Wednesday, October 21, 2009

Health Care Story of the Week - 10/21/09


Rylee Sandlin of Nashville is only eight years old, but she already faces health insurance barriers that threaten to shape her life for years to come.

Rylee is fortunate to have health coverage under her mother’s insurance plan. But like so many other parents, the Sandlins have found that even “good” coverage like theirs does not really protect a child with costly health care needs.

Rylee has autism. She has had a difficult, frustrating struggle to develop communication abilities that come effortlessly to most children. But with determination, and the aid of her parents and professional speech therapy, Rylee has come a long way.
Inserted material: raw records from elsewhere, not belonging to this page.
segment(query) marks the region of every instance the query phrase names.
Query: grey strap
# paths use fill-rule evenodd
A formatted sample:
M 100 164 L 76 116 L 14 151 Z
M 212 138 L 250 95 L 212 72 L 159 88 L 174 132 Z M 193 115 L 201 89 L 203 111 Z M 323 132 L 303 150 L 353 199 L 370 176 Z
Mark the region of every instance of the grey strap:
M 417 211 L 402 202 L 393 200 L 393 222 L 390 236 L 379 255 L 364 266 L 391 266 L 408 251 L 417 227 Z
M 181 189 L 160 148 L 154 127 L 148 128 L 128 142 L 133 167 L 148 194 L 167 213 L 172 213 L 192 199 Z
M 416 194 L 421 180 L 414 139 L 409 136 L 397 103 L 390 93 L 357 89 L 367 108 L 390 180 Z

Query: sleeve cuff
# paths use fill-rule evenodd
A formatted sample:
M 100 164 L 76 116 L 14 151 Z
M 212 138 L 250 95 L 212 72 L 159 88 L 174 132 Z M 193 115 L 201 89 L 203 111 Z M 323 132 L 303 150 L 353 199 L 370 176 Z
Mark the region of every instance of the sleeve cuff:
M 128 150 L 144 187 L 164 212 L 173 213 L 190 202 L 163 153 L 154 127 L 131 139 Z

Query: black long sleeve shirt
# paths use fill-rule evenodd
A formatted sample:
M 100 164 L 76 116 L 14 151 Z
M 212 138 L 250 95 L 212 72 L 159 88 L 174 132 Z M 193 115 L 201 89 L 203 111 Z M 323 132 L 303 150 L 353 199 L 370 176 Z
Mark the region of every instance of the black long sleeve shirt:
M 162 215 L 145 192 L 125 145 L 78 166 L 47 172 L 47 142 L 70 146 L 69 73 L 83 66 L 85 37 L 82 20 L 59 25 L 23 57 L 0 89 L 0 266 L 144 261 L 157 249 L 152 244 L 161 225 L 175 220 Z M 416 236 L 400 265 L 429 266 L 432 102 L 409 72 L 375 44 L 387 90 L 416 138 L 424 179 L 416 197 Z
She still has a long way to go, though, to develop the skills needed to achieve independence and to fully enjoy relationships with other people. Therapy, which costs $150 per session, remains essential, but Rylee’s insurance won’t cover it. The Sandlins have spent nearly $50,000 paying for the therapy themselves, but now they have exhausted their resources.

It is heartbreaking for the family to watch Rylee losing ground, knowing that it does not have to be that way. “There is nothing harder in this world than to see that your child is suffering, and to know that there is something available to help, but to not be able to provide it for them,” says Keely Sandlin, Rylee’s mom. “We just want for Rylee what every parent wants for their child. It is plain wrong that, even with two parents with decent incomes and ‘good’ insurance, children like Rylee should have to go without. Surely, in America, we can do better than that.”